Em 2021, tivemos o orgulho de levar os primeiros surdos do Brasil à seletiva da Red Bull, um campeonato mundial realizado em Curitiba. Foi uma experiência incrível para eles, sendo os primeiros a representar o Brasil”, destaca.

Professor Fabrício dá aulas de breaking há 15 anos e ensina pessoas surdas a dançarem desde 2019. Foto: Rafael Pinheiro/ JB Litoral.

Planos para o futuro


Fabrício também conta que está constantemente estudando e se atualizando, agora focado em Educação Especial para ampliar o alcance da inclusão, não apenas para surdos, mas para outras crianças com necessidades especiais.

Ver o impacto positivo que o projeto tem na vida das crianças e dos jovens é minha maior recompensa. Ver o brilho nos olhos de uma criança surda quando ela alcança algo novo não tem preço. É uma alegria que não pode ser substituída por dinheiro”, afirma.

No ano passado, ele se mudou para Portugal onde deu continuidade ao projeto de forma virtual. Agora que retornou ao Brasil, Fabrício pretende reabrir a escola de dança em Paranaguá para preparar os alunos para as competições de breaking, uma das modalidades que irá estrear no ano que vem, nas Olimpíadas de Paris 2024.

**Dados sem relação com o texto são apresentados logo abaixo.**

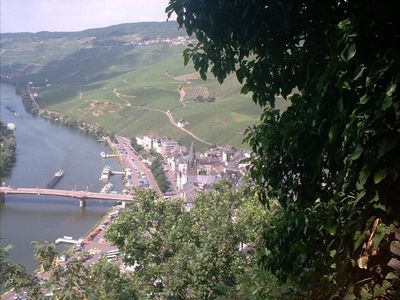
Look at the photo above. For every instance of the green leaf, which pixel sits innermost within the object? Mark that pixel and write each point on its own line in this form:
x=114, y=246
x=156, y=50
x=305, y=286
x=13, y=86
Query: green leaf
x=348, y=52
x=380, y=234
x=357, y=153
x=245, y=89
x=363, y=177
x=333, y=132
x=379, y=175
x=387, y=102
x=359, y=239
x=364, y=99
x=391, y=90
x=359, y=196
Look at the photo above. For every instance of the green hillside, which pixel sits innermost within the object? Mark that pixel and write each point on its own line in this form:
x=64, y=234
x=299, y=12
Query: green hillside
x=126, y=78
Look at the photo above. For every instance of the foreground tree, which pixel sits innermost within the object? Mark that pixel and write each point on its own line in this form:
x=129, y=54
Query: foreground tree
x=332, y=158
x=195, y=254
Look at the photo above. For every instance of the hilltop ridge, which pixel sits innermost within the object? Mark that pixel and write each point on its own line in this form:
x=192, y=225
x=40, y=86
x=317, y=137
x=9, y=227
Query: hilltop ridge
x=130, y=79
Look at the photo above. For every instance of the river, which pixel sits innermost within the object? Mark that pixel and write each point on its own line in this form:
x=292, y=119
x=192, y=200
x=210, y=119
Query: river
x=43, y=148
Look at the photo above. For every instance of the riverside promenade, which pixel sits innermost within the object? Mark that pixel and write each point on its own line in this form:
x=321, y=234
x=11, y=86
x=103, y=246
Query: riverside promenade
x=81, y=195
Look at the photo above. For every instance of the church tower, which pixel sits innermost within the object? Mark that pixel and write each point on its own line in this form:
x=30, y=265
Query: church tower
x=191, y=169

Já estamos participando de várias competições para subir no ranking e representar nosso país. Agora, nosso foco é atender não apenas surdos, mas também outros jovens com necessidades especiais que desejam aprender a dançar. Queremos colocar o Brasil em destaque nessas competições, ao mesmo tempo que tornamos a inclusão acessível para todos”, finaliza o professor.